Yes it is!..and I thought of you yesterday on the bushwalking exercise and how you related on a personal level to this tree that makes such a statement.I am definitely a rock/stone person. I LOVE ancient rocks! There were small rocks strewn along the path David and I walked, -ordinary looking,and quite inconsequential. It was only when I walked past one broken open, that I did a double-take at the bright desert colours within. My favourite colours, hidden.I could relate to that. City person, desert heart.Like you, I am feeling stronger also, and count my blessings that I can still escape not often enough)into the natural environments that I love.
Husband informed me that his father studied geologogy as part of his Engineering degree,and went on many field trips with Uni.I didn't know that. Something his Dad never mentioned. Love of geology hidden in an Engineering exterior I'd say!
Wonderful post Robb.

Gustav said...

I share Pohanginapete's sentiments.

Yet one day that tree will die in the river. Not a bad death.

lph said...

Well said Robb. We've all been there...connected to moment...to a place. And your words capture the spirit. Nice work!

Anonymous said...

'Ramrod straight'

nice muzzleloader reference...

I love that this poem was writen in context. It is good work!

Ruahines said...

Kia ora Pam,
That is wonderful to read you are feeling stronger and enjoying your time out in nature.I think one of the "gifts" I received in my pain filled years was an ability to "see" the micro world around me, the colours, the aromas, the sounds, the rocks, moss, lichen, epiphytes, all became larger and more apparent as I retreated into that world away from my pain. By walking slower we see more, but get there quicker. That might not make sense to young strong legs, but it does to me.
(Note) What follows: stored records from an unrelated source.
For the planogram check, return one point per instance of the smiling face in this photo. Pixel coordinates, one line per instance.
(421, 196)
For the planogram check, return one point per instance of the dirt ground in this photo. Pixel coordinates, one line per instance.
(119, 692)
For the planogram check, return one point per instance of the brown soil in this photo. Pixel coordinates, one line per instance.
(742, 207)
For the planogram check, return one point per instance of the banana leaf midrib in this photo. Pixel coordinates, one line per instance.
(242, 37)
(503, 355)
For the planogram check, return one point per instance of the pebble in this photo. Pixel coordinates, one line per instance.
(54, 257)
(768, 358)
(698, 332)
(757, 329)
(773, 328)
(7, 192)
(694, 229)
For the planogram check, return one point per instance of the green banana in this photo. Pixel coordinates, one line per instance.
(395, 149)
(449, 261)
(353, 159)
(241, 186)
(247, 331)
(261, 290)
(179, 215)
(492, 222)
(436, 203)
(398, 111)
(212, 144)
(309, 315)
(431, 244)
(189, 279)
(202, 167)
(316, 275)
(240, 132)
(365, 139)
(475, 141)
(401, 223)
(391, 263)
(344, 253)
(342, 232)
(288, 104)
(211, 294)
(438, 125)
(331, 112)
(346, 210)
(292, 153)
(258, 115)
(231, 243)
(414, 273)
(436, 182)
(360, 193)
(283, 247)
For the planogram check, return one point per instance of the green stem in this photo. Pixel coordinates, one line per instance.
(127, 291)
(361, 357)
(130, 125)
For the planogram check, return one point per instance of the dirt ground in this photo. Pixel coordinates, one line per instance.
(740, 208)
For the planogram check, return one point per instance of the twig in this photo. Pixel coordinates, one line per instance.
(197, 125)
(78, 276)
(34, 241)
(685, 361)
So even I now feel better and stronger, I feel no need to ever walk faster than I did. I don't want to miss anything.
Thank you for thinking of me of your walk with David, and how amazing that you can still discover new things about each other. There is something very right about him revealing that to you as you are out in nature. Kia kaha Pam.
Aroha,
Robb

Ruahines said...

Kia ora Gustav,
But even in death it will flow with the river, perhaps providing a pool for trout with its prone bulk, or a place for the whio to rest. The river will claim the tree no doubt, but it will forever part of it, part of the cycle. I can accept that.
Aroha,
Robb

Ruahines said...

Kia ora LPH,
Yes, I feel like I am getting far better in the mountains at recognizing the real important moments. The ones I struggle with are out here. Glad you enjoyed.
Cheers,
Robb

Ruahines said...

Kia ora LC,
I was listening to a lot of Tom Russell at the time, still am.